Despite warnings of a bubble, the biggest players in the industry are expected to continue building the necessary AI infrastructure. The 13 biggest tech companies in the world have a combined cash pile of $1 trillion, and have access to cheap debt, enough to maintain balance sheet flexibility and ensure resilient credit quality even amid the AI spending surge, Bloomberg Intelligence credit analysts Robert Schiffman and Alex Reid wrote in a note Wednesday.
"The rate of cash generation continues to outpace spending, despite record-high shareholder returns and AI-related capital expenditures, minimizing ratings risk,” the analyst said.

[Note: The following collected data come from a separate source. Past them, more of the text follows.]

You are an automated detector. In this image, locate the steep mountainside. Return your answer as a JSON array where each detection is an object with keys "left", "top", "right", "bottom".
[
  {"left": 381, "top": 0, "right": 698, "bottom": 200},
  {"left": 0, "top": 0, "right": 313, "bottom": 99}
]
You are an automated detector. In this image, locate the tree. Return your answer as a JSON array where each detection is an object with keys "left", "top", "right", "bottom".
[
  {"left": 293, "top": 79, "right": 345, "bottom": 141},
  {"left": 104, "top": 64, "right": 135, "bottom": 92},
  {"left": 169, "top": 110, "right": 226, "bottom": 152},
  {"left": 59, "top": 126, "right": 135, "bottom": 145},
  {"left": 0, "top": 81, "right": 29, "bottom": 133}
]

While the biggest block trade in Nvidia options involved an active seller unloading $43.68 million in call options, that was just part of a multi-leg transaction that included buying bullish call options which were double the size of the contracts that were sold.
Bulls were undeterred by recent declines amid Wall Street expectations that the AI giant, valued at $4.2 trillion, will be able to sustain its revenue growth, despite the uncertainty it's facing on China sales.
At 12:04:17 p.m. in New York, an active seller unloaded 23,100 call options that give their holders the right to sell a total of 2.3 million shares at $158 each in 30 days. At that exact time, another block trade was posted involving the purchases of the exact amount of call options with a higher strike price of $175, a block of the same size for the $185 strike price and another one for $195.
The price of those $158 call options climbed 162% since June 9, the last time volume reached more than 20,000 contracts. That rally bolstered the case for its holder to cash in gains one month before the options expire.
If those multi-leg transactions originated from the same person or entity, it could mean that the holder of the $158 call option was simply rolling his or her position to higher strike prices.
The bullish transactions were posted a week before Nvidia is due to release fiscal second quarter results. Analysts, on average, expect the company to report a 53% growth in revenue to $46.08 billion, buoyed by robust demand for AI chips, according to estimates compiled by Bloomberg.
Data center revenue could climb to $41.06 billion in the quarter ended July 31, up from $26.3 billion a year earlier, estimates showed.
CFRA analyst Angelo Zino expects demand for Nvidia chips to be sustained through 2026, aided by the expansion in the total addressable market that includes AI agents and physical AI agents. He also sees greater software capabilities across the data center stack. That and the company's plan “to accelerate the cadence of new chip designs (annually) should support its massive competitive moat.”
Even excluding the sales to China, Bloomberg Intelligence industry analysts Kunjan Sobhani and Oscar Hernandez Tejada see Nvidia's guidance landing 10% above estimates.
"A modest beat for 2Q results and 3Q guidance appears possible as China reopens and GB300 ramps up," they said, referring to Nvidia's next-generation AI graphic processing unit system designed for the most demanding AI workloads.